God has patiently put up with a history of leaders who defect—of whom I am one. I defect often. Although I am more aware of my sins of commission than omission, my every sin denies and defies allegiance to the Lord I love. I must return to the One I belong by confession, quickly and regularly, about attitudes and actions not aligned to His standards.
Short History Two higher-profile defections in 2019—a mega-church pastor and a prominent worship leader—have generated a number of questions for those of us who are the lower-profile faithful. Before I provide biblical, theological and pastoral comment on our perplexity, here’s a short history on defectors in the Bible. Spiritual defection began in heaven.

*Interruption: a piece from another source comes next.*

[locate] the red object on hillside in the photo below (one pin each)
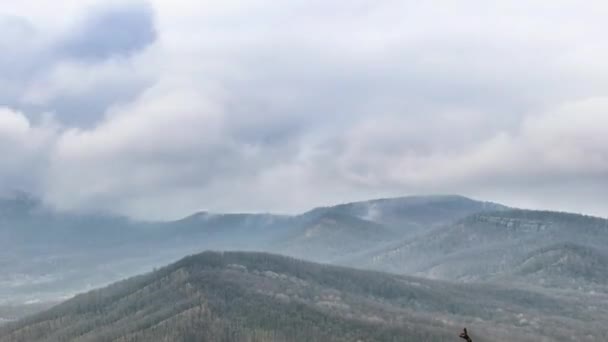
(465, 335)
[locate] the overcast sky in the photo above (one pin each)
(161, 108)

Lucifer, the best among the best of God’s creation, turned traitor. He ran an insurgency against the Highest One. However, God’s Son, to whom all things have been handed by the Father, saw Satan thrown out of heaven (Luke 10:18; see also Rev. 12:7–10, Satan eventually thrown down to the earth). Defection started in heaven and continues on earth. The first couple yielded to the tempter and locked the rest of humanity in a default rebellion and defection from divine intent. In the Old Testament, Israel is more known for defections than faithfulness to God and His law. Her worship of idols was led by her kings (e.g., 1 Kings 14:22–24) and denounced by her prophets as spiritual adultery and apostasy (e.g., Jer. 8:5).
Judgment always followed defection (e.g., the cycles of the book of Judges) while a remnant line preserved the promise of a renewed future (e.g., post-exilic prophets). New Testament characters also fare poorly in spiritual fidelity. Judas, the best-known case and an unbelieving devil (John 6:64, 70), deserted the One he had followed and who had trained him for years.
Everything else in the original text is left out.